Panel Paper: The Effect of Early-Career "Star" Scientist Funding Programs: Evidence from Singapore's National Research Foundation Fellowship Program

Tuesday, June 14, 2016 : 3:00 PM
Clement House, 3rd Floor, Room 06 (London School of Economics)

*Names in bold indicate Presenter

Michael Khor1, Giovanni Ko1 and Walter Edgar Theseira2, (1)Nanyang Technological University, (2)SIM University
What is the impact of early-career scientific research funding programmes? We answer this question by studying Singapore's National Research Foundation Fellowship programme. The NRF Fellowship, launched in 2007, offers generous grants worth up to 3 million Singapore dollars over 5 years and is open to international application without restriction on nationality.  Over a decade, the NRF Fellowship attracted over a thousand highly qualified applicants and awarded nearly a hundred fellowships to date.

We estimate the causal impact of being awarded large-scale grants on early career scientists by using the NRF Fellowship’s highly selective award process as a source of quasi-experimental variation. In each grant call year, less than 20% of applicants were shortlisted, and all shortlisted applicants went through an individual interview process directly with the NRF evaluation panel and institutions in Singapore. Half from the shortlist were awarded the grant. Awarded finalists are similar and comparable to non-awarded finalists; non-awarded finalists, if anything, tend to have slightly stronger publication records at the time of application. We estimate the treatment effects of the NRF Fellowship grant program using non-awarded finalists as the control group.

We find that the NRF Fellowship award is associated with a sustained increase in aggregate publication output of about 10%, starting about two to three years post-award, and ramping up to above 20% four to five years post-award. However, the publication effect is concentrated in research that involves collaboration with the grant awardee’s Ph.D. supervisor or post-doctoral supervisor. There is no significant increase in independent publications. Nor is there evidence that publications, regardless of authorship, are more likely to be cited than publications from the control group of non-awardees.

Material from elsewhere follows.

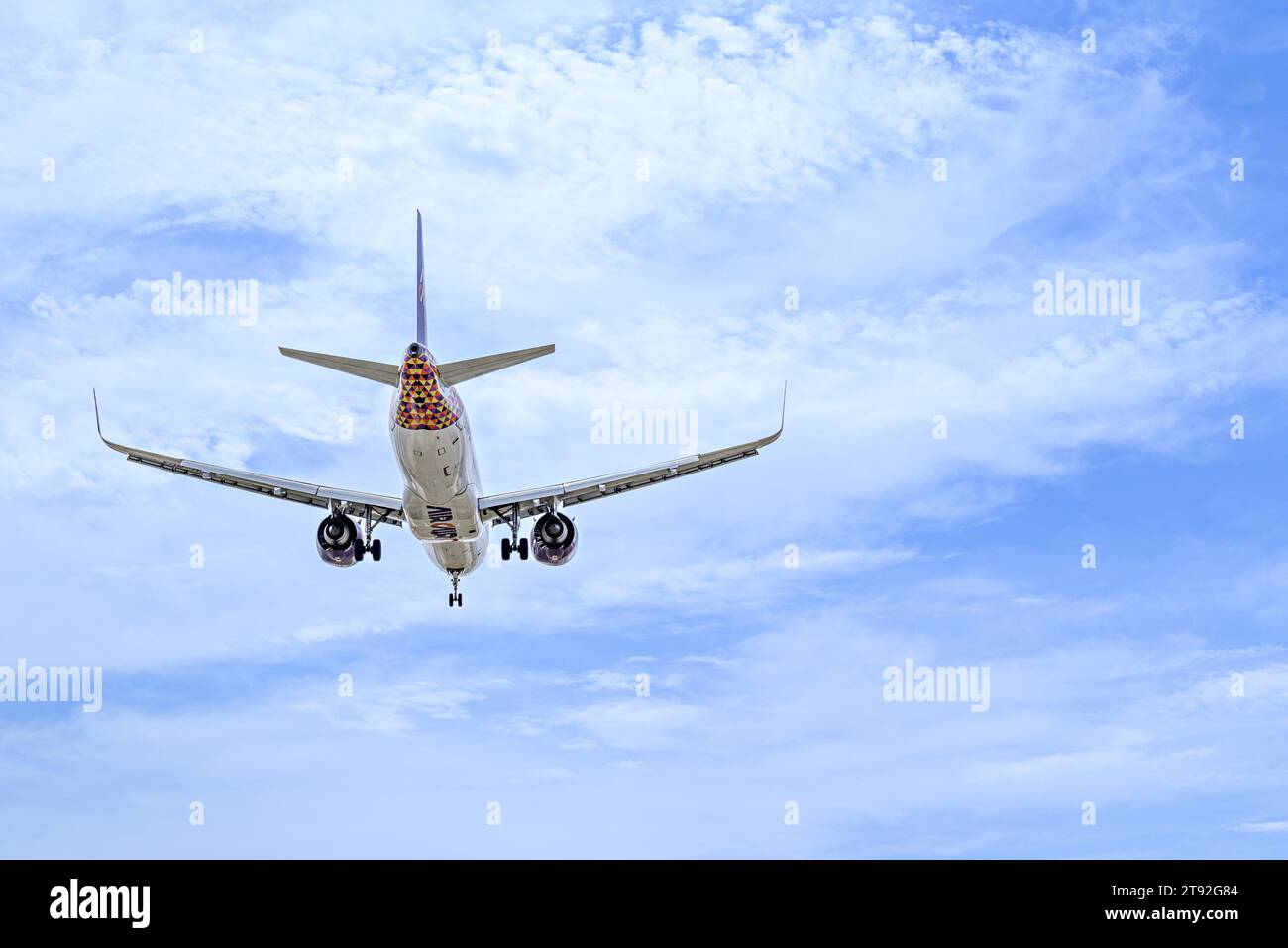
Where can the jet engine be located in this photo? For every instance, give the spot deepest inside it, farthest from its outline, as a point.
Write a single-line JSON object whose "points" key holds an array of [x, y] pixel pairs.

Overall, our evidence suggests the NRF Fellowship’s large grant quanta are effective at increasing aggregate publication output. There is less evidence that independent, high impact research is effectively promoted. The results should be interpreted as the incremental effect of receiving the comparatively generous NRF Fellowship grant, instead of a more modest but likewise competitive early-career grant, since the shortlisted non-awardees were highly qualified and generally received substantial alternate funding, whether in Singapore or elsewhere.

The results shed light on the public policy initiatives taken by many emerging-country Governments to jump-start scientific research and development through large-scale scientific funding programs. The NRF Fellowship is extraordinarily generous. The US National Science Foundation’s CAREER grant scheme, also for junior scientists, awarded only 17 grants, out of more than 3,000 grants, valued in excess of 1 million U.S. dollars over five years. While scientific funding in many advanced economies has been under budgetary pressure in recent years, emerging economies are increasingly funding research and development as a means of diversifying their economies and producing sustained economic growth. Cash-rich gulf economies such as Qatar and the United Arab Emirates have also established large-scale scientific funding programs. Our results suggest that while the aggregate scientific output of early-career scientists is stimulated by large-scale funding, it is too early to tell if there are long-run positive effects on independent, high quality research output.